While pooling in revenues from these use-cases, the company plans to further develop its AI algorithms to progressively add more variations such as multiple emotions, hand gestures, head movements, different camera angles and dramatically different backgrounds.
“With each of these small tech jumps, you’re going to see us get a step closer to the virtual movie idea,” Malhotra said.
Facing Competition In Two Markets
Since Rephrase.ai has its eyes mainly on the marketing content use-case, it has to contend with competition from established players such as Vidyard, Loom, Wochit, Animoto and Wibbitz, among others. Though these platforms too automate video creation at scale with multiple variations such as text, background tracks, visual templates etc, they can’t be used to generate videos of human models using AI.
On the synthetic media front, a London-based startup Synthesia, founded in 2017, offers the same set of features as Rephrase.ai. Moreover, it also boasts of a funding kitty of over $4 Mn and a stellar list of clientele such as Reuters, WPP, McCann, BBC and Accenture. In comparison, the Bengaluru-based startup has raised $1.5 Mn in seed funding led by Lightspeed Ventures and AV8 Ventures — and has yet to reveal any major clients.
However, generative AI startups are still in the early stages and most of these offer text, voice or animation-based solutions. While GPT-3 is the best example of the text generating AI, voice synthesis is something that companies like IBM, Google, Amazon and Apple have mastered over time with their text to speech engines.
Using AI to create human-like characters is generally done by creating a 3D character and projecting movements of body parts on it, which leads to the uncanny valley problem where the models look very close to real humans and yet there’s a difference which can make people feel uneasy.
The way this problem is dealt with is VFX where multiple camera angles are shot of a model and then the footage is reconciled with the animated character which turns out to be an expensive affair. “Now instead of something which used to cost a hundred thousand dollars, and require dedicated VFX artists, we’re able to make it affordable for everyday use cases across a bunch of other different industries and across a bunch of different sized companies,” said Malhotra.
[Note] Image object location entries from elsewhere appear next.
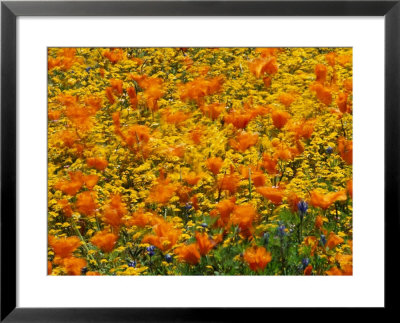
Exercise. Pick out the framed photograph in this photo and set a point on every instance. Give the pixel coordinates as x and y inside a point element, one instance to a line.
<point>197,160</point>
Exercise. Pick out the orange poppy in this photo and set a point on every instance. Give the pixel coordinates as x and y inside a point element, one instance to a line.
<point>243,141</point>
<point>138,134</point>
<point>54,114</point>
<point>269,164</point>
<point>274,194</point>
<point>345,148</point>
<point>204,243</point>
<point>74,265</point>
<point>114,211</point>
<point>162,191</point>
<point>260,66</point>
<point>192,178</point>
<point>229,183</point>
<point>64,247</point>
<point>324,201</point>
<point>85,203</point>
<point>257,258</point>
<point>279,118</point>
<point>287,99</point>
<point>225,208</point>
<point>67,209</point>
<point>97,162</point>
<point>72,186</point>
<point>214,164</point>
<point>348,85</point>
<point>104,240</point>
<point>114,55</point>
<point>333,240</point>
<point>165,236</point>
<point>213,110</point>
<point>175,118</point>
<point>141,219</point>
<point>68,137</point>
<point>196,135</point>
<point>243,216</point>
<point>324,94</point>
<point>189,254</point>
<point>117,86</point>
<point>320,73</point>
<point>239,119</point>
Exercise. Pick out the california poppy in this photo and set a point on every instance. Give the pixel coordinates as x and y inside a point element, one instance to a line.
<point>333,240</point>
<point>275,195</point>
<point>243,141</point>
<point>257,258</point>
<point>214,164</point>
<point>65,246</point>
<point>280,118</point>
<point>345,148</point>
<point>104,240</point>
<point>97,162</point>
<point>324,201</point>
<point>165,236</point>
<point>86,203</point>
<point>204,243</point>
<point>189,253</point>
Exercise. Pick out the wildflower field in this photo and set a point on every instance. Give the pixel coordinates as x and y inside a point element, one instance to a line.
<point>200,161</point>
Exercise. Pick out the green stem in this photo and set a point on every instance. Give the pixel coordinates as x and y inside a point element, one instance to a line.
<point>83,241</point>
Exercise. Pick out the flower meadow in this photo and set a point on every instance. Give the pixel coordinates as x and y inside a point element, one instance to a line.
<point>200,161</point>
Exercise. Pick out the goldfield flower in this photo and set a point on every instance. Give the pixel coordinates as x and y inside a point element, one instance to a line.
<point>200,161</point>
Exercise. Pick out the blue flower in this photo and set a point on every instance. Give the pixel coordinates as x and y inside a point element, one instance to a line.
<point>266,238</point>
<point>168,258</point>
<point>305,262</point>
<point>323,239</point>
<point>281,230</point>
<point>302,206</point>
<point>150,250</point>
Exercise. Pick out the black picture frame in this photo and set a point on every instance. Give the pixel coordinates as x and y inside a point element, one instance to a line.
<point>10,10</point>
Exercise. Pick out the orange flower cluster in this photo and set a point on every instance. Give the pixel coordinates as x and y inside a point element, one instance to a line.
<point>274,194</point>
<point>345,148</point>
<point>165,235</point>
<point>199,88</point>
<point>114,55</point>
<point>162,191</point>
<point>280,118</point>
<point>104,240</point>
<point>153,89</point>
<point>324,201</point>
<point>114,211</point>
<point>257,258</point>
<point>65,59</point>
<point>213,110</point>
<point>243,141</point>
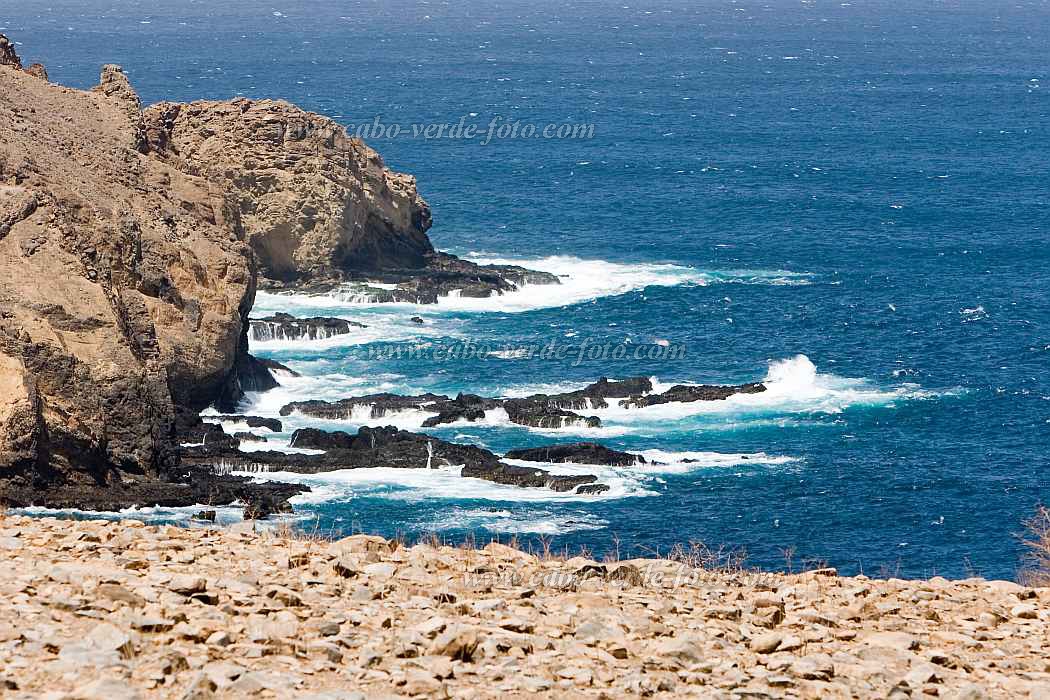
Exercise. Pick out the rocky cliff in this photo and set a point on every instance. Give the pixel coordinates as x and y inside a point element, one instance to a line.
<point>125,285</point>
<point>314,202</point>
<point>131,245</point>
Dealing With The Danger Of Fake Videos
Every company that creates media using AI is faced with the problem of deep fakes — content that can be real to the point of misleading the audience into believing in its authenticity. According to a Georgetown University report, the Russian disinformation ploy in the 2016 US presidential election could be a template for both foreign governments and non-state actors to use AI/ML deepfakes that destabilise countries.
Since the accepted definition of deepfakes is limited to swapping facial expressions, body movements or dialogue between two characters, Rephrase.ai technology doesn’t technically fall under the deepfake category.
But what’s to stop a user from manipulating hundreds of hours of camera facing footage and audio tracks of political leaders to create a fake video? Malhotra said that the startup doesn’t allow any political content to be created on its platform and businesses are made to sign an agreement to not use it for any ulterior motives.
Besides, all requests for video creation are monitored by the company as of now and as the number of videos produced on the platform scales up, Rephrase.ai would deploy technology to track all the content generated. Moreover, though companies are allowed to onboard footage of their own sales representatives to the platform, each of those are vetted by the startup.
“As founders we left our earlier jobs because we see that there’s a big enough commercial value for good uses of this technology. And that’s where we want to build the company,” said Malhotra.